Using "Get XPaths" and Web Scraper Table
The DataLayer.Web Scraper element has an attribute named
Get XPaths. During development, when this attribute is used, the
target HTML page is read and transformed into XML, then a
reference document is created that lists all of the XPath
identifiers and their values. Looking through this topic, the developer
can quickly see, for example, the XPath tag name for a table with the
desired data.
The example above shows part of the U.S. State Department web site page that publishes per diem rates. The following example shows how to use DataLayer.Web Scraper to get the XPath tags needed to parse this page.
As shown above, add a Data Table element with a DataLayer.Web Scraper child element the report definition. Set the datalayer's Web Scraper URL attribute value to the URL of the target web page:
- http://aoprals.state.gov/web920/per_diem_action.asp?MenuHide=1&CountryCode=1089
and set its Get XPaths attribute to All, which causes the
development reference document to be created.
Preview the report in Studio, and examine the XML nodes reference document, shown above.
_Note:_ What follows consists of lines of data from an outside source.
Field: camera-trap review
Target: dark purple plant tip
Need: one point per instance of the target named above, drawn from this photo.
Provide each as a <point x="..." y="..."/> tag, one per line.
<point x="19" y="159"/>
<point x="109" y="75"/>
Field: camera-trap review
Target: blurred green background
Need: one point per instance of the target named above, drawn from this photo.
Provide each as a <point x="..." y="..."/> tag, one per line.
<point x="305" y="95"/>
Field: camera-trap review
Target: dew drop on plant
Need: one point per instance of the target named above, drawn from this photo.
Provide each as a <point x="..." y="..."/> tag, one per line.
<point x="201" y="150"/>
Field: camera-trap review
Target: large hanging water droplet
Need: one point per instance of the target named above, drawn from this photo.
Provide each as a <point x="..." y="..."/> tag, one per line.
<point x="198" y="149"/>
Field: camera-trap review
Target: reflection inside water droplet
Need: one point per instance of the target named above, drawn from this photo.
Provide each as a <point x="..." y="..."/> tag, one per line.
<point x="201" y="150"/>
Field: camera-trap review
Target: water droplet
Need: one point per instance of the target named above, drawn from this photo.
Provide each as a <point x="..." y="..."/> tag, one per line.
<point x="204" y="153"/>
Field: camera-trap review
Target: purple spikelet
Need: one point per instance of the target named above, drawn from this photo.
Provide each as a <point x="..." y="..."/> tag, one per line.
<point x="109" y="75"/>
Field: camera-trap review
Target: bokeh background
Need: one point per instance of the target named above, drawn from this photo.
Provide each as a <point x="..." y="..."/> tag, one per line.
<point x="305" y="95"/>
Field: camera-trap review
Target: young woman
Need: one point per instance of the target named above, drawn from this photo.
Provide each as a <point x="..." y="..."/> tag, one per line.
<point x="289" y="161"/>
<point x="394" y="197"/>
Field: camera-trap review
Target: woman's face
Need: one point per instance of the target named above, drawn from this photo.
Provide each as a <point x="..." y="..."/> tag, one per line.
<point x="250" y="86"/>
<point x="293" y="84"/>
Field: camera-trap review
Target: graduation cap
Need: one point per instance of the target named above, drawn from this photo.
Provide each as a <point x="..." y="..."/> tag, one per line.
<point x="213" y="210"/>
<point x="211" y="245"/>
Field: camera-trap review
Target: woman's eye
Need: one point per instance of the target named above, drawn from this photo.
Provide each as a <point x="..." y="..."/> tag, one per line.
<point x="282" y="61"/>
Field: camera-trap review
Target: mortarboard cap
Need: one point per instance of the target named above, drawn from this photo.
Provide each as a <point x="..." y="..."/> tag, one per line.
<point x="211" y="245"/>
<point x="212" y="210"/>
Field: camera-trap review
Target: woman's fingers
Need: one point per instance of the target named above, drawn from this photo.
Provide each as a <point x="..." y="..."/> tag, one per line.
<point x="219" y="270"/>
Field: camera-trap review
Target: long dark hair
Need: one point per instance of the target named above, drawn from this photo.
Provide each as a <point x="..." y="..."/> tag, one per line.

Locate the desired nodes by filtering out everything else, in this case everythingexcept tables. To do this, go back to viewing the definition and enter //table into the Get XPaths attribute and then preview the definition again. Look through the Values column: tables are identified by their headings, not their row data, so the target table has to have distinctive headings. The table we want is shown above highlighted.
Next find, select, and copy the table's entireXPath by Tag Name value, highlighted above.
Next, back in the definition, clear the datalayer's Get XPath attribute value. Then add a Web Scraper Table child element beneath the datalayer and paster the XML tag copied from the reference document into its Web Scraper XPath attribute, as shown above, right. The complete value is:
- /html/body/div/table/tr/td[3]/table/tr[2]/td/div/form/table[2]
And also set the Column Names In First Row attribute value to True.
Finally, as shown above, add Data Table Column and
Label elements to display the data:The column names in the
datalayer, for use with @Data tokens, are the names seen in the XPath
reference document values, with any embedded spaces removed. In this
example, that's CountryName, PostName, SeasonBegin, SeasonEnd, etc.
When previewed, as shown above, the report display the table with the desired data from the target web site.